🤖 AI Summary
To address the deployment challenges of large language models (LLMs) in game NPC dialogue—namely high computational overhead, latency, and ill-defined knowledge boundaries—this paper proposes a lightweight, modular dialogue system. Our method introduces a persona-driven memory architecture that decouples static role definitions from dynamically swappable memory modules, enabling runtime memory updates and persistent context retention without model retraining or reloading. Leveraging compact models—including DistilGPT-2, TinyLlama-1.1B-Chat, and Mistral-7B-Instruct—we employ synthetic data fine-tuning and modular memory management to achieve low-latency inference, long-horizon memory preservation, and strong persona consistency on consumer-grade hardware. Experimental results demonstrate efficacy and scalability under resource constraints, while also highlighting transfer potential to interactive AI applications such as virtual assistants.
📝 Abstract
Large Language Models (LLMs) have demonstrated remarkable capabilities in generating human-like text, yet their applicability to dialogue systems in computer games remains limited. This limitation arises from their substantial hardware requirements, latency constraints, and the necessity to maintain clearly defined knowledge boundaries within a game setting. In this paper, we propose a modular NPC dialogue system that leverages Small Language Models (SLMs), fine-tuned to encode specific NPC personas and integrated with runtime-swappable memory modules.

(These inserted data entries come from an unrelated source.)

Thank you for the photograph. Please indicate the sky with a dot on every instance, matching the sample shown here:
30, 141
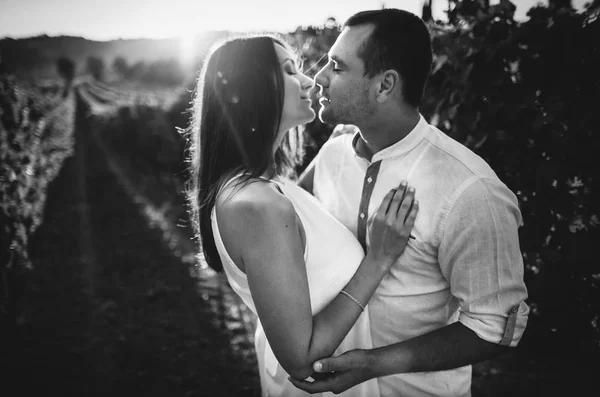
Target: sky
112, 19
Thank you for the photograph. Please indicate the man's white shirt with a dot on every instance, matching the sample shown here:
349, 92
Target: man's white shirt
465, 262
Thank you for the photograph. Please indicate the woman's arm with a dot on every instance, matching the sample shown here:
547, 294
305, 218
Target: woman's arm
264, 230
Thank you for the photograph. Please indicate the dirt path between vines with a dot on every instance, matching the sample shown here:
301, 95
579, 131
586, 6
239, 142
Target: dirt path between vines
109, 309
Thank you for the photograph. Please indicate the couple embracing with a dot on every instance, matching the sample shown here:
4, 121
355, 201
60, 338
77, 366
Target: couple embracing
393, 264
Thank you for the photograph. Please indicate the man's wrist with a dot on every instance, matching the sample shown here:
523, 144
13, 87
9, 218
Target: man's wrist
389, 360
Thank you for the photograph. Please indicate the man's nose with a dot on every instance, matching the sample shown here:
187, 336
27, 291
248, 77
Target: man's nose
321, 78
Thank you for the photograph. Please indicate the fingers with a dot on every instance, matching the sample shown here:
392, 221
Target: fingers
385, 203
396, 201
330, 364
406, 205
314, 387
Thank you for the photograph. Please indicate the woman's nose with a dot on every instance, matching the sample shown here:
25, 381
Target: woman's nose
308, 83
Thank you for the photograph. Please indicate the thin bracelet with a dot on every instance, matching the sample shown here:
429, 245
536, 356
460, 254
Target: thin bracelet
353, 299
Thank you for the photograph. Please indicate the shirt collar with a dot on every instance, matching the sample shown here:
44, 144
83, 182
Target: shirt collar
402, 146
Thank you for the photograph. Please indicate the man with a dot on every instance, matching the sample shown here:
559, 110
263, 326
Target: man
456, 295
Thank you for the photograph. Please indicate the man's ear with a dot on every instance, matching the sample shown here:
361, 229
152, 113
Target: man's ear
389, 85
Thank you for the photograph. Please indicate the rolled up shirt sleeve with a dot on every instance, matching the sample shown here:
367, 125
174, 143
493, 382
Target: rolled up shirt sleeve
479, 255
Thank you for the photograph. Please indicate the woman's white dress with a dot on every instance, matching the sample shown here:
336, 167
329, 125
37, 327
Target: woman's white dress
332, 255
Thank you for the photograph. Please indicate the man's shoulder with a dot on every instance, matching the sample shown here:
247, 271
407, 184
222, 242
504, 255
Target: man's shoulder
455, 157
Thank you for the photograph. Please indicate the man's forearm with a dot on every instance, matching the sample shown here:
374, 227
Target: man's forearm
449, 347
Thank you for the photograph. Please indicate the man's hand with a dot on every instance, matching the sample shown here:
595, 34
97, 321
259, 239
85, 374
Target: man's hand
341, 373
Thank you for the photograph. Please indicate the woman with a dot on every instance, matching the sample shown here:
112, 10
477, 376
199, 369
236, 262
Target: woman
294, 265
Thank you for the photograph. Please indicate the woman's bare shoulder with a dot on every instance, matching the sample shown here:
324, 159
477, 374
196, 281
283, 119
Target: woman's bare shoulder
256, 214
256, 197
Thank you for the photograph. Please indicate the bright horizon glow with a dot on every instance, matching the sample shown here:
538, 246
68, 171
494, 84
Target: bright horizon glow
114, 19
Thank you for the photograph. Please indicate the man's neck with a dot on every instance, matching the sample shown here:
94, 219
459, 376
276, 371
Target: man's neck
385, 132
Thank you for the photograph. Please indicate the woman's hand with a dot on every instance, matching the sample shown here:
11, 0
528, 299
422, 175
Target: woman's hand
390, 226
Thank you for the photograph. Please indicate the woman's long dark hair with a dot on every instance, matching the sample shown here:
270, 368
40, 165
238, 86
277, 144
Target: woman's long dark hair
236, 115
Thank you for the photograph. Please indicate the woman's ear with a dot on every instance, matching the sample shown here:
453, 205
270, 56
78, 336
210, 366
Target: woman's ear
389, 84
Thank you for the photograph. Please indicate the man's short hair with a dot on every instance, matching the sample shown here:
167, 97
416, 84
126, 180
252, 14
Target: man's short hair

These memory modules preserve character-specific conversational context and world knowledge, enabling expressive interactions and long-term memory without retraining or model reloading during gameplay. We comprehensively evaluate our system using three open-source SLMs: DistilGPT-2, TinyLlama-1.1B-Chat, and Mistral-7B-Instruct, trained on synthetic persona-aligned data and benchmarked on consumer-grade hardware. While our approach is motivated by applications in gaming, its modular design and persona-driven memory architecture hold significant potential for broader adoption in domains requiring expressive, scalable, and memory-rich conversational agents, such as virtual assistants, customer support bots, or interactive educational systems.